Quaxo76 commented 6 years ago

Ok, the graph is back with all four sensors now. But the spikes are back (even though the fix is activated, according to the log). There is no mention of removed spikes in the log, and the temperature change during the spike is greater than the set threshold. Concerning the original issue, I couldn't test it yet, because the temperatures haven't gone so low yet, and the sensor itself is semi-permanently mounted in a non-easily-reachable place (bad idea, I know, but that's the best I could do). If the outside temperature stays high, I'll try experimenting with ice water with one of the indoor sensors... :)

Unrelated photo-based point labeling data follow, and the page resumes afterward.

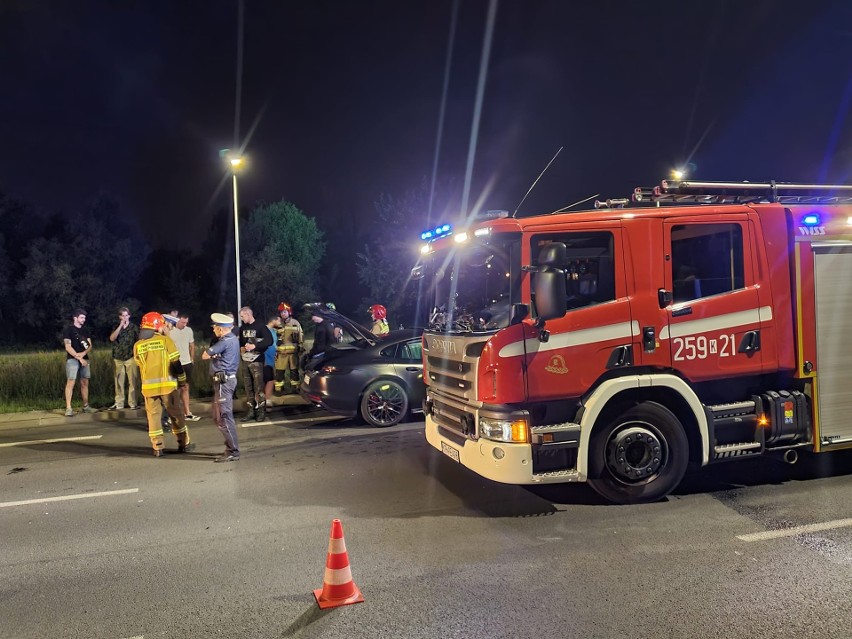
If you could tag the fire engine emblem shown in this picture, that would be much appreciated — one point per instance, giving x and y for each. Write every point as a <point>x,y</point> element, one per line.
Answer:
<point>556,365</point>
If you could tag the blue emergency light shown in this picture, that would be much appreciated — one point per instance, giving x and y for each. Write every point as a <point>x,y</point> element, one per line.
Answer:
<point>438,231</point>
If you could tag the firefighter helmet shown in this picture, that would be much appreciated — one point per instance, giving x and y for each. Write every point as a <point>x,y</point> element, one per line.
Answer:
<point>153,321</point>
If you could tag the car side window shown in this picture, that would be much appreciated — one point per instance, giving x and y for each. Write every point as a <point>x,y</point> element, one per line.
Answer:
<point>707,259</point>
<point>411,351</point>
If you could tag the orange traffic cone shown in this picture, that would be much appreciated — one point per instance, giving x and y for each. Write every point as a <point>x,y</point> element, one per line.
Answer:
<point>338,589</point>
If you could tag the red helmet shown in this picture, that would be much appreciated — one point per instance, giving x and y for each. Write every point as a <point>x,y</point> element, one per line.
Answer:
<point>153,321</point>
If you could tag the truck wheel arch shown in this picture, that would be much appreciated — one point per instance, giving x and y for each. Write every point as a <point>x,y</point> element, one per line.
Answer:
<point>616,395</point>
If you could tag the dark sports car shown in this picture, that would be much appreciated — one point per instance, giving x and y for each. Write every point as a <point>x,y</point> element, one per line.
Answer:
<point>378,378</point>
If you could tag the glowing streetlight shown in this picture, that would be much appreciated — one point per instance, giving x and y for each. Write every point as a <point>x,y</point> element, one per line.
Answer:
<point>236,161</point>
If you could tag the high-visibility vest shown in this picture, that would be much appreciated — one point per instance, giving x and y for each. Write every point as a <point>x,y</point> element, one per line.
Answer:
<point>290,337</point>
<point>380,327</point>
<point>154,357</point>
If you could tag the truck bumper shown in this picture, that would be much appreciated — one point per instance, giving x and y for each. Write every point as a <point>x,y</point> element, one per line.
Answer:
<point>497,461</point>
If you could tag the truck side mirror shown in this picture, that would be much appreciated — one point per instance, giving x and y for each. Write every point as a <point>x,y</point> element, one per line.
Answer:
<point>550,293</point>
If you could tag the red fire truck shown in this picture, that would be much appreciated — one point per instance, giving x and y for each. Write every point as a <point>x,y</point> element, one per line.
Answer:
<point>697,322</point>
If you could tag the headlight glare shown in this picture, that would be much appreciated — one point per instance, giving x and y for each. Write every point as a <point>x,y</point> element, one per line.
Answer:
<point>504,430</point>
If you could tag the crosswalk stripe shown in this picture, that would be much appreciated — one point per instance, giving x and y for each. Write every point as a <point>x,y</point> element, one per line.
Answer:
<point>50,441</point>
<point>43,500</point>
<point>796,530</point>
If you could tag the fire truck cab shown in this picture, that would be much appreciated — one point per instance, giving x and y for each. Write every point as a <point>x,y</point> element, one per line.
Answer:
<point>702,322</point>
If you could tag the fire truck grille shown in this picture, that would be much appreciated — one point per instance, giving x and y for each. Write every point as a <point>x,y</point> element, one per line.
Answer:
<point>449,382</point>
<point>452,368</point>
<point>445,365</point>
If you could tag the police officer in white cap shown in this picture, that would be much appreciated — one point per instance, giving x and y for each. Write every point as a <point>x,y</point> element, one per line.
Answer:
<point>224,358</point>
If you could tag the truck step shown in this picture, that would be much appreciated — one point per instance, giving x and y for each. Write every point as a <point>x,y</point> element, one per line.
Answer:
<point>562,475</point>
<point>739,449</point>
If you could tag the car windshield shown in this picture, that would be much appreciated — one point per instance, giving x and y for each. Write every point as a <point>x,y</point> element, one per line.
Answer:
<point>471,287</point>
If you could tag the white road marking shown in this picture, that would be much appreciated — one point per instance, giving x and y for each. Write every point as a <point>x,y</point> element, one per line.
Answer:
<point>109,493</point>
<point>50,441</point>
<point>796,530</point>
<point>327,418</point>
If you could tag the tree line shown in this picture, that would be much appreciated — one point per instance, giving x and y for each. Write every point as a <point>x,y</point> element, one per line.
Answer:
<point>99,259</point>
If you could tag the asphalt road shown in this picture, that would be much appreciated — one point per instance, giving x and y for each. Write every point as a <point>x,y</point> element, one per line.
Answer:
<point>132,546</point>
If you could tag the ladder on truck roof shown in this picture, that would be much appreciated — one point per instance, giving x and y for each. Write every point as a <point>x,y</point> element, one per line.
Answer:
<point>689,192</point>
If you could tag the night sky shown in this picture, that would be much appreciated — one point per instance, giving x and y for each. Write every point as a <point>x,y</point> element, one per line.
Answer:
<point>342,99</point>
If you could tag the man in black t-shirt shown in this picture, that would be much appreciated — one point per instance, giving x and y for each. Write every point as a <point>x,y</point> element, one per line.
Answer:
<point>78,342</point>
<point>255,338</point>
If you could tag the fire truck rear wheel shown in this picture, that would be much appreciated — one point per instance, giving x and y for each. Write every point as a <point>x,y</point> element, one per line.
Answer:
<point>640,456</point>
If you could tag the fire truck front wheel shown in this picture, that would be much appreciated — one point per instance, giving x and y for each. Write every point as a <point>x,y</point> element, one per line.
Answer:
<point>640,456</point>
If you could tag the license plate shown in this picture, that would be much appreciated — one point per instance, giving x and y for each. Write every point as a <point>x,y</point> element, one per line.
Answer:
<point>450,452</point>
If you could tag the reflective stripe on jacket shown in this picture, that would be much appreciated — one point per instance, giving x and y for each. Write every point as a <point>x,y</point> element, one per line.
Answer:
<point>154,357</point>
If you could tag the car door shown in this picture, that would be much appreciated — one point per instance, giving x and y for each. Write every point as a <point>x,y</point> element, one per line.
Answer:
<point>715,315</point>
<point>409,367</point>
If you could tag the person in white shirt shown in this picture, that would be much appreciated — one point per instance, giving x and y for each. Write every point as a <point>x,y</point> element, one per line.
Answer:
<point>184,339</point>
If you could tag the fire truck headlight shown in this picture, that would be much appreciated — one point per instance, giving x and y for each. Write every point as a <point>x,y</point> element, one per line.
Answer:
<point>504,430</point>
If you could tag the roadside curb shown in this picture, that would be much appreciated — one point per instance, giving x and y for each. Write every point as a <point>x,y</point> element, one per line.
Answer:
<point>37,418</point>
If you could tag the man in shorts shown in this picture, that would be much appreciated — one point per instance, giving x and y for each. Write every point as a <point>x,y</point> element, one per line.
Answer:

Quaxo76 commented 6 years ago

The outside temperature just got (much) lower than zero again, and it appears that - as expected - there are no more dropouts. So, while the spike fix doesn't actually catch (all the) spikes, at least it doesn't put a whole client offline near 0C anymore... Thank you!

tobyweston commented 6 years ago

K, gonna close for now 👍

NB. The avoid spikes fix has been temp disabled (but we didn't think it worked well anyway).